Картина И. В. Стебаева

— Стебаева совершенно или, лучше сказать, декларативно не интересовал человек. Биологи должны заниматься биологией, говорил он.

— Но разве человек не такой же биологический вид?

— Ученые скорее занимаются человеком не как отдельным видом, но объектом особого рода. Биологов, которые занимались изучением человека, Стебаев называл не иначе как фельдшеры. Он довольно пренебрежительно произносил это слово, хотя сам врачей уважал. При этом с философских точек зрения он любил рассуждать о человеке. Ему были очень близки взгляды немецкого врача, богослова и философа, лауреата нобелевской премии мира Альберта Швейцера, а именно главный постулат – благоговение перед жизнью.

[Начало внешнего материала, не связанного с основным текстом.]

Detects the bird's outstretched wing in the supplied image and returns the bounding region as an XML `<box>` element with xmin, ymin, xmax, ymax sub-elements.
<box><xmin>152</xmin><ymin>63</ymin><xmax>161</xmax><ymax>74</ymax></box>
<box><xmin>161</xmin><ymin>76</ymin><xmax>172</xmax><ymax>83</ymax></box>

Жизнью любой, не только человеческой, но и жизнью животного, насекомого, даже микроба.

— Игорь Васильевич был очень серьезным ученым и одновременно глубоко верующим человеком. Он никогда, по крайней мере, на моей памяти, не делал попыток соотнести эволюционные работы и существование Творца. Мне кажется, для него это было что-то совершенно параллельное, что не нужно сопоставлять. Он не был воцерковлен и больше тяготел к Католической церкви. Ему также импонировали пантеистические взгляды Швейцера и Спинозы. Он считал веру важной основой культуры и нравственности. Помню, однажды он проникновенно сказал: никогда не уходите от веры.

— Идеи Швейцера Игорь Васильевич легко сочетал с идеями князя Кропоткина. У Стебаева дома на стене висело много самых разных, порой откуда-то вырезанных, портретов философов и ученых. Он любил в разговоре, дойдя в своих рассуждениях до кого-нибудь из них, кивнуть в его сторону. И часто в наших беседах он обращался к портрету Кропоткина. Ему очень импонировали его взгляды на взаимопомощь как на фактор эволюции.

— Как по-твоему, что ты взял от общения со Стебаевым?

— Общее представление о биологии как науке. На мой взгляд, именно это и необходимо на первом курсе, и Игорь Васильевич давал это лучше всех. Без сомнения, Стебаев был настоящий энциклопедист. Познания его были огромны. При этом он не просто был энциклопедистом, все свои знания он использовал в работе и такой же стиль пытался привить студентам.